A common anti-pattern here is that a project grows a set of semi-checks tests that exists, but are not 100% reliable, and thus are not exercised by the CI routinely. And that creates ambiguity are tests failing due to a regression which should be fixed, or were they never reliable, and just test a property that isnt actually essential for functioning of the project? This fuzziness compounds over time. If a check isnt reliable enough to be part of NRSR CI gate, it isnt actually a check you care about, and should be removed.

But to do NRSR, you need to build & CI your code first:

Build & CI

This is a complex topic. Lets start with the basics: what is a build system? I would love to highlight a couple of slightly unconventional answers here.

First, a build system is a bootstrap process: it is how you get from git clone to a working binary. The two aspects of this boostrapping process are important:

  • It should be simple. No sudo apt-get install bazzilion packages, the single binary of your build system should be able to bring everything else thats needed, automatically.
  • It should be repeatable. Your laptop and your CI should end up with exactly identical set of dependencies. The end result should be a function of commit hash, and not your local shell history, otherwise NRSR doesnt work.

Second, a build system is developer UI. To do almost anything, you need to type some sort of build system invocation into your shell. There should be a single, clearly documented command for building and testing the project. If it is not a single makebelieve test, somethings wrong.

One anti-pattern here is when the build system spills over to CI. When, to figure out what the set of checks even is, you need to read .github/workflows/*.yml to compile a list of commands. Thats accidental complexity! Sprawling yamls are a bad entry point. Put all the logic into the build system and let the CI drive that, and not vice verse.

There is a stronger version of the advice. No matter the size of the project, theres probably only a handful of workflows that make sense for it: testing, running, releasing, etc. This small set of workflows should be nailed from the start, and specific commands should be documented. When the project subsequently grows in volumes, this set of build-system entry points should not grow.

If you add a Frobnicator, makebelieve test invocation should test that Frobnicator works. If instead you need a dedicated makebelieve test-frobnicator and the corresponding line in some CI yaml, you are on a perilous path.

Finally, a build system is a collection of commands to make stuff happen. In larger projects, youll inevitably need some non-trivial amount of glue automation. Even if the entry point is just makebelive release, internally that might require any number of different tools to build, sign, tag, upload, validate, and generate a changelog for a new release.

A common anti-pattern is to write these sorts of automations in bash and Python, but thats almost pure technical debt. These ecosystems are extremely finnicky in and off themselves, and, crucially (unless your project itself is written in bash or Python), they are a second ecosystem to what you already have in your project for normal code.

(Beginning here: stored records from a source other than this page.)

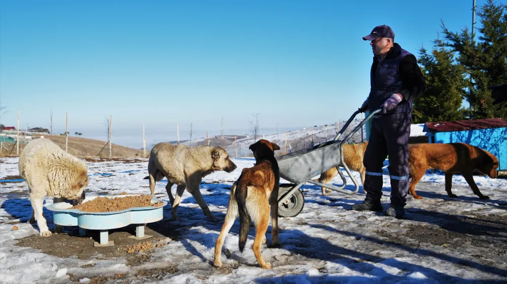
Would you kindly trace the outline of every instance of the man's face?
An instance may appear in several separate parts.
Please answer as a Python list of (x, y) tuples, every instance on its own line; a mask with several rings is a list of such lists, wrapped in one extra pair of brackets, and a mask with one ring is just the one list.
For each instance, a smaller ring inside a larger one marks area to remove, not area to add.
[(379, 55), (379, 54), (384, 53), (386, 51), (386, 49), (387, 50), (389, 50), (389, 49), (387, 48), (389, 45), (388, 41), (389, 39), (384, 37), (379, 37), (376, 39), (372, 40), (370, 43), (370, 45), (372, 46), (373, 54)]

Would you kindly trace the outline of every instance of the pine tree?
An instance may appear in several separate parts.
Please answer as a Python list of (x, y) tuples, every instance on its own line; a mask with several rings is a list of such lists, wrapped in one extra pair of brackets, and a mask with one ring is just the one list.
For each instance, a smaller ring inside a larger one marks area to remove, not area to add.
[(446, 49), (437, 39), (430, 54), (423, 47), (419, 50), (419, 63), (426, 78), (427, 90), (413, 102), (413, 120), (452, 121), (464, 118), (461, 107), (467, 86), (464, 68), (456, 61), (455, 52)]
[[(477, 12), (482, 26), (479, 40), (472, 40), (467, 28), (460, 33), (442, 24), (444, 42), (459, 53), (458, 61), (472, 76), (466, 98), (472, 119), (501, 117), (507, 119), (505, 103), (494, 105), (488, 87), (507, 83), (507, 5), (489, 0)], [(469, 79), (468, 79), (469, 81)]]

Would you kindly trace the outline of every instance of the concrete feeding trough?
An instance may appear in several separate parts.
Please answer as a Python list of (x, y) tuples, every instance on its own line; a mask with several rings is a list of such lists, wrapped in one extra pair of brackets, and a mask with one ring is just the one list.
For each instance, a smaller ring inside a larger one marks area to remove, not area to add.
[[(122, 195), (111, 196), (101, 196), (107, 198), (138, 196), (141, 195)], [(91, 197), (86, 198), (83, 203), (90, 201), (99, 197)], [(163, 218), (163, 208), (167, 202), (158, 199), (154, 196), (152, 204), (162, 202), (162, 206), (158, 207), (132, 207), (120, 211), (108, 212), (89, 212), (78, 209), (69, 209), (72, 205), (66, 202), (58, 202), (47, 206), (48, 210), (53, 211), (54, 223), (61, 226), (79, 226), (79, 235), (85, 236), (86, 230), (98, 230), (100, 231), (100, 242), (95, 242), (94, 247), (114, 246), (114, 242), (109, 241), (108, 230), (116, 229), (135, 224), (135, 235), (129, 238), (136, 240), (143, 240), (153, 236), (144, 234), (144, 225), (160, 221)]]

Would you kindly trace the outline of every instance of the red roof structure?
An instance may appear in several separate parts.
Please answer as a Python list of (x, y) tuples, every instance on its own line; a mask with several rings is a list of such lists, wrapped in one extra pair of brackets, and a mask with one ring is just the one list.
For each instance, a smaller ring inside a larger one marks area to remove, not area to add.
[(426, 122), (424, 124), (424, 129), (423, 131), (434, 133), (503, 127), (507, 127), (507, 121), (503, 119), (486, 118), (457, 121)]

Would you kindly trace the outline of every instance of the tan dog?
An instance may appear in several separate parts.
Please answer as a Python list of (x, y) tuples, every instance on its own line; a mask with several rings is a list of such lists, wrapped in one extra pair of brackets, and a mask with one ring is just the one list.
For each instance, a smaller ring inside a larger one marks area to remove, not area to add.
[[(220, 234), (215, 245), (215, 266), (222, 266), (222, 248), (226, 235), (239, 214), (239, 251), (243, 252), (250, 230), (250, 217), (256, 225), (256, 236), (252, 249), (259, 265), (270, 269), (261, 254), (261, 245), (266, 243), (266, 231), (269, 223), (270, 203), (271, 213), (271, 246), (280, 245), (278, 230), (278, 196), (280, 176), (274, 151), (280, 147), (267, 140), (261, 139), (249, 148), (254, 152), (256, 165), (243, 169), (241, 175), (232, 185), (229, 207)], [(270, 202), (271, 199), (271, 202)]]
[[(185, 188), (201, 207), (204, 214), (213, 222), (216, 222), (207, 205), (202, 198), (199, 185), (202, 177), (215, 171), (231, 172), (236, 169), (236, 165), (231, 160), (229, 154), (221, 147), (199, 146), (190, 148), (183, 145), (159, 143), (155, 145), (148, 160), (150, 190), (155, 194), (155, 182), (163, 177), (167, 178), (165, 188), (172, 205), (171, 216), (178, 219), (176, 215), (182, 195)], [(176, 183), (176, 198), (172, 196), (171, 187)]]
[(449, 197), (452, 194), (452, 176), (461, 172), (474, 193), (481, 199), (489, 197), (483, 195), (474, 180), (474, 170), (488, 175), (491, 178), (497, 175), (498, 160), (489, 152), (464, 143), (421, 144), (409, 147), (409, 166), (412, 178), (409, 191), (414, 198), (422, 199), (415, 193), (415, 185), (428, 169), (439, 169), (445, 173), (445, 190)]
[[(54, 197), (54, 202), (74, 200), (74, 205), (85, 198), (85, 187), (88, 184), (88, 166), (84, 162), (66, 153), (51, 140), (44, 138), (29, 142), (21, 151), (18, 164), (19, 174), (26, 181), (32, 205), (28, 221), (37, 221), (41, 236), (49, 236), (43, 215), (43, 204), (46, 196)], [(63, 231), (57, 225), (55, 232)]]
[[(366, 151), (366, 147), (368, 146), (368, 142), (359, 144), (350, 145), (349, 144), (343, 145), (343, 160), (349, 169), (352, 171), (359, 172), (361, 175), (361, 184), (365, 183), (365, 175), (366, 172), (366, 169), (363, 164), (363, 158), (365, 156), (365, 152)], [(316, 181), (327, 183), (334, 178), (336, 175), (338, 174), (338, 167), (335, 167), (320, 174), (320, 176), (318, 179), (314, 180)], [(333, 191), (329, 188), (326, 188), (323, 186), (321, 186), (322, 188), (322, 195), (326, 196), (328, 193), (332, 192)]]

But releasing software is also just code, which you can write in your primarly language. The right tool for the job is often the tool you are already using. It pays off to explicitly attack the problem of glue from the start, and to pick/write a library that makes writing subprocess wrangling logic easy.

Summing the build and CI story up:

Build system is self-contained, reproducible and takes on the task of downloading all external dependencies. Irrespective of size of the project, it contains O(1) different entry points. One of those entry points is triggered by the not rocket science rule CI infra to run the set of canonical checks. Theres an explicit support for free-form automation, which is implemented in the same language as the bulk of the project.

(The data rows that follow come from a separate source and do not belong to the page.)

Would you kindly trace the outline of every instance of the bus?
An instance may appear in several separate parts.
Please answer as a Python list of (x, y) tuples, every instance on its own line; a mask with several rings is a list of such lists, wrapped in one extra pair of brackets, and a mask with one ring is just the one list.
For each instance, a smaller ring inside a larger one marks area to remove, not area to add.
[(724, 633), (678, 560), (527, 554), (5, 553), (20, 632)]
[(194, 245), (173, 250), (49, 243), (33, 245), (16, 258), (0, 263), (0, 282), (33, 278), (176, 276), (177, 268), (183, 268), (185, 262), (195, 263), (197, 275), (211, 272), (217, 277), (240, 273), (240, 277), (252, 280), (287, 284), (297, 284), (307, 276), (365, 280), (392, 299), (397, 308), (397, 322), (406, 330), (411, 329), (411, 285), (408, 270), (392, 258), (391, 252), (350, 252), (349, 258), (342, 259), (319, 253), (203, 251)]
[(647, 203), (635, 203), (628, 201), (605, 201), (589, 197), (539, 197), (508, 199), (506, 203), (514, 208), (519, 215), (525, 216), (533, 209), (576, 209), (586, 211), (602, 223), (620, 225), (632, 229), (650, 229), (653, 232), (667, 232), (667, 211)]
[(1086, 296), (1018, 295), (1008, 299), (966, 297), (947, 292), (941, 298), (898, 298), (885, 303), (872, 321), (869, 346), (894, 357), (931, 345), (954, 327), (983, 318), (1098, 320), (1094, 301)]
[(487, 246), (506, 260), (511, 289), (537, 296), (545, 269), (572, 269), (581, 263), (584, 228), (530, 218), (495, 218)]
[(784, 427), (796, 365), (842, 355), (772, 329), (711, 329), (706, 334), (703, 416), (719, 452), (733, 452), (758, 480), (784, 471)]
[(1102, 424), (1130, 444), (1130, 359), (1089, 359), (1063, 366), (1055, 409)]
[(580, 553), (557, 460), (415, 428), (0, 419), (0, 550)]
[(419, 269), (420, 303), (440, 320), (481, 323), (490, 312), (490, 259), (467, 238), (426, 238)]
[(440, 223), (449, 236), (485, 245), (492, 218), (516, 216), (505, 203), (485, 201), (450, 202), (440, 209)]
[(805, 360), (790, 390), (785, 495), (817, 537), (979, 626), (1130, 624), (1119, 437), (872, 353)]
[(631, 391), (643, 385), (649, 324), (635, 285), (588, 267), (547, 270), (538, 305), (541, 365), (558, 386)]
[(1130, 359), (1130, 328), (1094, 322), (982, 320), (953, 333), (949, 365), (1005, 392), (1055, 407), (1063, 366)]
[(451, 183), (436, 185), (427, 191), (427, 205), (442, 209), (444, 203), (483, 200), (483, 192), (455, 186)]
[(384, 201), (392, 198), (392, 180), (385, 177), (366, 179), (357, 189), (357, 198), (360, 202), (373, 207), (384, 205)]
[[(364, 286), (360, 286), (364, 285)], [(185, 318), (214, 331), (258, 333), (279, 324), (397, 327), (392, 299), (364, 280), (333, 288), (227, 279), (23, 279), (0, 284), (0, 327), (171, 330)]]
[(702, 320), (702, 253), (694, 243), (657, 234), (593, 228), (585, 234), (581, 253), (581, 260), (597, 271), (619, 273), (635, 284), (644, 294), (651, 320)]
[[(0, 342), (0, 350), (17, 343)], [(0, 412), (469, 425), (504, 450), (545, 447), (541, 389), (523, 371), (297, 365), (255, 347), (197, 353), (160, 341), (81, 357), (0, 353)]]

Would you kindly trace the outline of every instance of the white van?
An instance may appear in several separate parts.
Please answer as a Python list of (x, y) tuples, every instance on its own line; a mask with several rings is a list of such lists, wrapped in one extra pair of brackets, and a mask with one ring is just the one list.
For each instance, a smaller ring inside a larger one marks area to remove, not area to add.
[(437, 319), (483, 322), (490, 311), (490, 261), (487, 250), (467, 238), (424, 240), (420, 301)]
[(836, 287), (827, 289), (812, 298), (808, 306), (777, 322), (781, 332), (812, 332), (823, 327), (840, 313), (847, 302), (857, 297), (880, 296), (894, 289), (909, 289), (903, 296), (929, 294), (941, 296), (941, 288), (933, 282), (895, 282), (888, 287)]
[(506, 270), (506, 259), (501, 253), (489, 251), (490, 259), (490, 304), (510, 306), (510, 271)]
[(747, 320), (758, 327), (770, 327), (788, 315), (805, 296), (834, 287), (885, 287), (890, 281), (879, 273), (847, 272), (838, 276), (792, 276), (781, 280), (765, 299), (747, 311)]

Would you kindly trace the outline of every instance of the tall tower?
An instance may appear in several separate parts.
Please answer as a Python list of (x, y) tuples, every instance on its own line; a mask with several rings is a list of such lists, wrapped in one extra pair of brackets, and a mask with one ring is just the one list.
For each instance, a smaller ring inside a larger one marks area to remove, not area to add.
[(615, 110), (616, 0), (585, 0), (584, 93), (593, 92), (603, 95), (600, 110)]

Integration with NRSR is the most important aspect of the build process, as it determines how the project evolves over time. Lets zoom in.

Testing

Testing is a primary architectural concern. When the first line of code is written, you already should understand the big picture testing story. It is empathically not every class and module has unit-test. Testing should be data oriented the job of a particular software is to take some data in, transform it, and spit different data out. Overall testing strategy requires:

  • some way to specify/generate input data,
  • some way to assert desired properties of output data, and
  • a way to run many individual checks very fast.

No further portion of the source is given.